Cela avait son bon et son mauvais côté. Si rusé qu'il fût, le Damoiseau et ses mauvaises intentions auraient autant de mal à atteindre René d'Anjou que Catherine avec sa lettre maternelle. Mais la collusion avec Jacquot de la Mer inquiétait sérieusement la jeune femme. Le tavernier n'avait-il pas un cousin aux cuisines ? Et là où l'homme n'entre pas, le poison ne rencontre guère d'obstacles...

Elle en était là de ses cogitations quand on vint la chercher.

— Le capitaine attend la dame de Montsalvy, dit l'enseigne qui l'avait fait garder pratiquement à vue, avec une nuance de respect qu'il n'avait pas cru devoir lui marquer jusque-là. Si vous voulez bien me suivre...

Jacques était chez lui, dans le logis donnant à la fois sur le jardin et sur les écuries qu'il occupait lorsqu'il était de service au palais et que Catherine connaissait bien. Lorsqu'elle était dame de parage de la duchesse Marguerite, elle y était venue par un jour d'été particulièrement chaud et elle avait bien failli, ce jour-là, tomber à la fois dans les bras et dans le lit du jeune capitaine.

La pièce où elle entra était à peu près semblable au souvenir qu'elle en gardait : de beaux meubles, des tentures de prix encadrant le lit, des armes, des pièces d'armure débordant d'un coffre et, sur un dressoir, des gobelets et des bouteilles dont quelques-unes étaient vides.

Ce qui manquait de liquide avait dû être absorbé assez récemment par Roussay car il avait le teint enluminé et l'œil plutôt vague mais ses cheveux mouillés racontaient aussi qu'il venait de se tremper vivement la tête dans l'eau. Il se hâtait de refermer son pourpoint vert lorsque, introduite par l'enseigne, Catherine pénétra dans son domaine. Il lui offrit un sourire à la fois joyeux et un peu contrit.

— Vous vous êtes donné la peine de venir jusqu'ici ? J'ai honte...

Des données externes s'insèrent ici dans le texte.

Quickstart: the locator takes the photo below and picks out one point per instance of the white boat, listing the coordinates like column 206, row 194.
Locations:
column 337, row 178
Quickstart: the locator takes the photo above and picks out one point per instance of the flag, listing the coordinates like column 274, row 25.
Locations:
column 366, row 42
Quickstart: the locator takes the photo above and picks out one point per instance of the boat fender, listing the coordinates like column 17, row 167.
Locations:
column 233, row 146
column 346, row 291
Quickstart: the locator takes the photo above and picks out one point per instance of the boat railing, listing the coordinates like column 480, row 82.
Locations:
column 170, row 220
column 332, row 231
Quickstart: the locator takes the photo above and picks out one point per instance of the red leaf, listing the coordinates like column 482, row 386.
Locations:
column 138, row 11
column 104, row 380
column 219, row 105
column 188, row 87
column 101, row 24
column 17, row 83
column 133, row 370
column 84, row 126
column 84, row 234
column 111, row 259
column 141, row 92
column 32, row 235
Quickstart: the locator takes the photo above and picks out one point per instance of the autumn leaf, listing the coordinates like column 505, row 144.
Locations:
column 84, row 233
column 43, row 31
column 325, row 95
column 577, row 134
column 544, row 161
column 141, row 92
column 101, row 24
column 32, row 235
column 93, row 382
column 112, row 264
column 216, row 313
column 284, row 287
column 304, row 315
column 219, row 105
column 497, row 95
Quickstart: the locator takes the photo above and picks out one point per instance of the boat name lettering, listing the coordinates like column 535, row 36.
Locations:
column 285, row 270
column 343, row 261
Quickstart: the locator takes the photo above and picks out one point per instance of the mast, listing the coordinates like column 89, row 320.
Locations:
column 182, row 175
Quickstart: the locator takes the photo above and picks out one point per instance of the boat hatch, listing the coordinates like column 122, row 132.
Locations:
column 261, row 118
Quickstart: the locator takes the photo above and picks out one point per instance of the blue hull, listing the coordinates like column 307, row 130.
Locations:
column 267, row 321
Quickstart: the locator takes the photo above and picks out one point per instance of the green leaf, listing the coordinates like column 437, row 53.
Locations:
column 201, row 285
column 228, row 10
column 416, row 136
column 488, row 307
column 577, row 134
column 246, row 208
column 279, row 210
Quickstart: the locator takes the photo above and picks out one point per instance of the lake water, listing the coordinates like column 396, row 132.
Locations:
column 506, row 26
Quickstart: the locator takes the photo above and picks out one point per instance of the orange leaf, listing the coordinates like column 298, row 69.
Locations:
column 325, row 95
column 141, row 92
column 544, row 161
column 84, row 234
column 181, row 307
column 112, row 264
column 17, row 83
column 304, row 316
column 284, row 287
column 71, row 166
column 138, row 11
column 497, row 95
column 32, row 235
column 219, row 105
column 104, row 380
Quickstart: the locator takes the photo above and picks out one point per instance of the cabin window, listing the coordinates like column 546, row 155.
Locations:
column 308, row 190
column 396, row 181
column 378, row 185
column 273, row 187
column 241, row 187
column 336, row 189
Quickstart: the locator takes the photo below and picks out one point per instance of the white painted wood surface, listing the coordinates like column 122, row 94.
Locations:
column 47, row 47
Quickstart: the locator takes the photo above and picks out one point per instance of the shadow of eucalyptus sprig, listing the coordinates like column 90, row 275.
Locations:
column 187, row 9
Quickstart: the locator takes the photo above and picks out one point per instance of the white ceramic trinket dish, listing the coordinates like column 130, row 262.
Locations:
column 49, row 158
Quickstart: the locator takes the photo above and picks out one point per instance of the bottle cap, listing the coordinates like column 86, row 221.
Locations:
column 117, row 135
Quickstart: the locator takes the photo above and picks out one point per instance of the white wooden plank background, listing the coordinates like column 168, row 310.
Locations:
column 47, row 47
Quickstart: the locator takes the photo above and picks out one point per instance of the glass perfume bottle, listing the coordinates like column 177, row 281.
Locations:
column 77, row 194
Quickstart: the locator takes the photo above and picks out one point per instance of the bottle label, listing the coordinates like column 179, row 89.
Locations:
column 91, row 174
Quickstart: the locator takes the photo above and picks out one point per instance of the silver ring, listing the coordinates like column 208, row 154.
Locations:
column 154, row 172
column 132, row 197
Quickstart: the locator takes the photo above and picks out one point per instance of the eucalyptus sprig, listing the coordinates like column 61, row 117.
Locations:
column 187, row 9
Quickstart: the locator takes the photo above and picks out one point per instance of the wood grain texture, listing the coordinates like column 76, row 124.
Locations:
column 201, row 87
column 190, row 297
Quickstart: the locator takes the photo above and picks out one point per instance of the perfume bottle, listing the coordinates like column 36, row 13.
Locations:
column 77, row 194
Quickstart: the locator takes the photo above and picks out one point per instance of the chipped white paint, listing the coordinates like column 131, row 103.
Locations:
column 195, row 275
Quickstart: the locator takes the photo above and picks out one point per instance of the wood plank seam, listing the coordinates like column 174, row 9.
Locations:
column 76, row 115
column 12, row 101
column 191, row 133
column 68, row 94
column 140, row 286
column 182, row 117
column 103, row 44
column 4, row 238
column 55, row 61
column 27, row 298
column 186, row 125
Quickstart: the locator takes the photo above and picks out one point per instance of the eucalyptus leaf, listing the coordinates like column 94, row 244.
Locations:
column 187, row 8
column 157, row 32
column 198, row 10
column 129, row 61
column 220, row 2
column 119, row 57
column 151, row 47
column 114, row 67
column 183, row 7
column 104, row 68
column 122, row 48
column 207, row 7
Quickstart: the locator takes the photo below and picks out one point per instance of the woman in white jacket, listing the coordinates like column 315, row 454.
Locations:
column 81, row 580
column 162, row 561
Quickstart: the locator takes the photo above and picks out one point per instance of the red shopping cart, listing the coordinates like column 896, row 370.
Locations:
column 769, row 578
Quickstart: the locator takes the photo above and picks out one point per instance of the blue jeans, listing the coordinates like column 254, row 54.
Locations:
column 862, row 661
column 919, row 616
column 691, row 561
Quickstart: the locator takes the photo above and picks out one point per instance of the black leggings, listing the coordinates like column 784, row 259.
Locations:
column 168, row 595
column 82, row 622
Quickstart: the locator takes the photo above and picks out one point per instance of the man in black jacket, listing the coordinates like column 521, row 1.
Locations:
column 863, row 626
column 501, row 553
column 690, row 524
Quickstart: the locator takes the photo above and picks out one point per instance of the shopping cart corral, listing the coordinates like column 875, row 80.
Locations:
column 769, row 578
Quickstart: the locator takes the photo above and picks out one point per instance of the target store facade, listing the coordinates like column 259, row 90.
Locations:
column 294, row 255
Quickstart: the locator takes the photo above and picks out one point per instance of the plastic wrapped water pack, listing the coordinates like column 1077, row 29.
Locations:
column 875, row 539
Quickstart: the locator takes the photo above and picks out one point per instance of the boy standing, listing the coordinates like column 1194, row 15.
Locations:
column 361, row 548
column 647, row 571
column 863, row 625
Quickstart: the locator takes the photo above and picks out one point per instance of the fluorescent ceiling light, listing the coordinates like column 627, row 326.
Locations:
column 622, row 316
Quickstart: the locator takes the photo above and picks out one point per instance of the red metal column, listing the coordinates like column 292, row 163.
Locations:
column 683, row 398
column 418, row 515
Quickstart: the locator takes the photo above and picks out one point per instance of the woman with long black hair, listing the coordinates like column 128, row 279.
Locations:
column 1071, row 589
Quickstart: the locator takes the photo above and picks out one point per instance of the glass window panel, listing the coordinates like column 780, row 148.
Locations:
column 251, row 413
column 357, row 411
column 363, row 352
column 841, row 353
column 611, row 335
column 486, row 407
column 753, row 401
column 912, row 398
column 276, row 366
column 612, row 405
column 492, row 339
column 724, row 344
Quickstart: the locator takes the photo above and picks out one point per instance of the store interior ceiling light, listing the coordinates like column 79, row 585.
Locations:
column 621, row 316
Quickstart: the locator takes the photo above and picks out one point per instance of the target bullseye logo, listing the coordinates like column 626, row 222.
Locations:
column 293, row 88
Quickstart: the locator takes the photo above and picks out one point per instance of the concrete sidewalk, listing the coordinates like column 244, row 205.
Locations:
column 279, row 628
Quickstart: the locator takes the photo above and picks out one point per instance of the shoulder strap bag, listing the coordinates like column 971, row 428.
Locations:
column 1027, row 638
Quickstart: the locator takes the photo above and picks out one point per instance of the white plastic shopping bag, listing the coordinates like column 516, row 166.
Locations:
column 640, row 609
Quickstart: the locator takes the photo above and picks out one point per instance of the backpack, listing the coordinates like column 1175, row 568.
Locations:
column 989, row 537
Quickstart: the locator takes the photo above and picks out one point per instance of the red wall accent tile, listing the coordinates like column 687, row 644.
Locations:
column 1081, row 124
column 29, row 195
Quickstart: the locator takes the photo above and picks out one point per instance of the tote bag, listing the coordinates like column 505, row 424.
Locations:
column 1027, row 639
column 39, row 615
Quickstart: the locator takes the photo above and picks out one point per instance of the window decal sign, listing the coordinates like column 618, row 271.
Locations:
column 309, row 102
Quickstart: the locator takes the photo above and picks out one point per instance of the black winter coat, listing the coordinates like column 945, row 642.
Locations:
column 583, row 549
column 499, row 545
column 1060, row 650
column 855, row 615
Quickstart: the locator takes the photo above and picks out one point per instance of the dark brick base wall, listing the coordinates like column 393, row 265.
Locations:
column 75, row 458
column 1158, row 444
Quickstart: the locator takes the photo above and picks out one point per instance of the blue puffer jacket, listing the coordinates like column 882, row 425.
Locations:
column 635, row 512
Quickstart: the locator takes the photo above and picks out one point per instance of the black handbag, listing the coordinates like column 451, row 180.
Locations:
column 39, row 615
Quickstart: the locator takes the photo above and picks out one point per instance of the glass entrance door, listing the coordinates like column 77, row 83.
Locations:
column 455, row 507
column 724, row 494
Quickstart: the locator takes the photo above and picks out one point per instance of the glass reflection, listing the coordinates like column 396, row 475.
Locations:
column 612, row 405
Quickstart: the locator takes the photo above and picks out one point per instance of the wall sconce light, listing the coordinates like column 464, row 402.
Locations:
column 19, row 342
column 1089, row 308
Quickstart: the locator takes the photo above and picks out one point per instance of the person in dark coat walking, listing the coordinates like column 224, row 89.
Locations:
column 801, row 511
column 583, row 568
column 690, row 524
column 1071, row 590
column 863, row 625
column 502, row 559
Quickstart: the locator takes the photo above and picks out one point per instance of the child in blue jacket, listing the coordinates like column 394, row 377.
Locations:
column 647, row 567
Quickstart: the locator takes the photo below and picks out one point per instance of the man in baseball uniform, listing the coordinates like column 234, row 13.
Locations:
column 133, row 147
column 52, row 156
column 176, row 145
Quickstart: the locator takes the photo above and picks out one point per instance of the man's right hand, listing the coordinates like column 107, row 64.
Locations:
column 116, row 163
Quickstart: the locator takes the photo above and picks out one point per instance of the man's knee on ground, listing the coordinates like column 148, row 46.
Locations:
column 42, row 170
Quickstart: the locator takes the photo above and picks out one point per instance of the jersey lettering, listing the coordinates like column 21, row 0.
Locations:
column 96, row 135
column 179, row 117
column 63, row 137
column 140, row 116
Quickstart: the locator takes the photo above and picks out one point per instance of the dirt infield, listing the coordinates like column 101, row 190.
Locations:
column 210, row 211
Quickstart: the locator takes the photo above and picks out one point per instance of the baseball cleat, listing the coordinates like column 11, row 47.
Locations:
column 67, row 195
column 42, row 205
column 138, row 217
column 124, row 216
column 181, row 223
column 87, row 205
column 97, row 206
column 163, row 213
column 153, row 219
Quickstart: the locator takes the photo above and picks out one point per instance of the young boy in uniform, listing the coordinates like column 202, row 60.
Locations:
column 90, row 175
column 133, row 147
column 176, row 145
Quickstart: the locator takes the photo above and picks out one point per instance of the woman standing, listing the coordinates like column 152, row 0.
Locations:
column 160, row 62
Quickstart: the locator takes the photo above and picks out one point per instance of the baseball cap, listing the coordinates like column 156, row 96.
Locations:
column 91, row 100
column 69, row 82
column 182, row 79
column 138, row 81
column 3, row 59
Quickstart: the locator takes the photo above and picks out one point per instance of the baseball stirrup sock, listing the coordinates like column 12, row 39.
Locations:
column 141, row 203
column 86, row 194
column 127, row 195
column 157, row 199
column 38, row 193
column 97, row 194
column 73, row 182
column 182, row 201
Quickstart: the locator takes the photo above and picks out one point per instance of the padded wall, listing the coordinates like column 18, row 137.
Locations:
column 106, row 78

— Il n'y a vraiment pas de quoi. Le chemin n'est pas si long et comme je vous ai attendu avant-hier toute la soirée et hier toute la journée, j'ai pensé qu'il valait mieux que je vienne. Pourquoi ne vous a-t-on pas vu ? Vous n'aimez pas dame Symonne ?

— Que si ! C'est peut-être, avec la duchesse, la seule femme qui soit à la fois belle et vertueuse dans l'élégant bordel que constitue la cour de notre bon duc !

— Eh bien ! Voilà un jugement sévère !

Même pas ! Je suis encore en dessous de la vérité. Le Duc change de maîtresse aussi souvent que de chemise, répand des bâtards un peu partout et se conduit comme un faune dans son parc de Hesdin où il a fait disposer des jets d'eau cachés qui arrosent tout impromptu les fesses des dames sous leurs jupes quand elles passent... ce qui les fait automatiquement se retrousser. Ah, les choses ont bien changé depuis que vous nous avez abandonnés !...

— Allons, Jacques, ne soyez pas si amer, ni si injuste, dit Catherine en riant. Ce que vous m'apprenez est bien un peu surprenant mais, lorsque j'étais auprès du Duc, nous ne cultivions pas spécialement la vertu, il me semble ?

— Parce que vous étiez sa maîtresse ? Mais ce n'est pas du tout la même chose ! Il était veuf et il vous adorait : il y avait dans votre histoire quelque chose de respectable. Avec vous, la Beauté et le Charme avaient été hissés au trône mais aussi la décence et la discrétion et il n'était personne, à la Cour, qui ne comprît la passion de Philippe. Comment vous résister ? Les peintres même faisaient de vous Notre-Dame d'Occident ! Mais à présent...

— Eh bien ?

Jacques haussa les épaules avec emportement :

— A présent?... Savez-vous que l'on a pu voir notre grand duc besognant des servantes sur des coffres ou dans des coins sombres ?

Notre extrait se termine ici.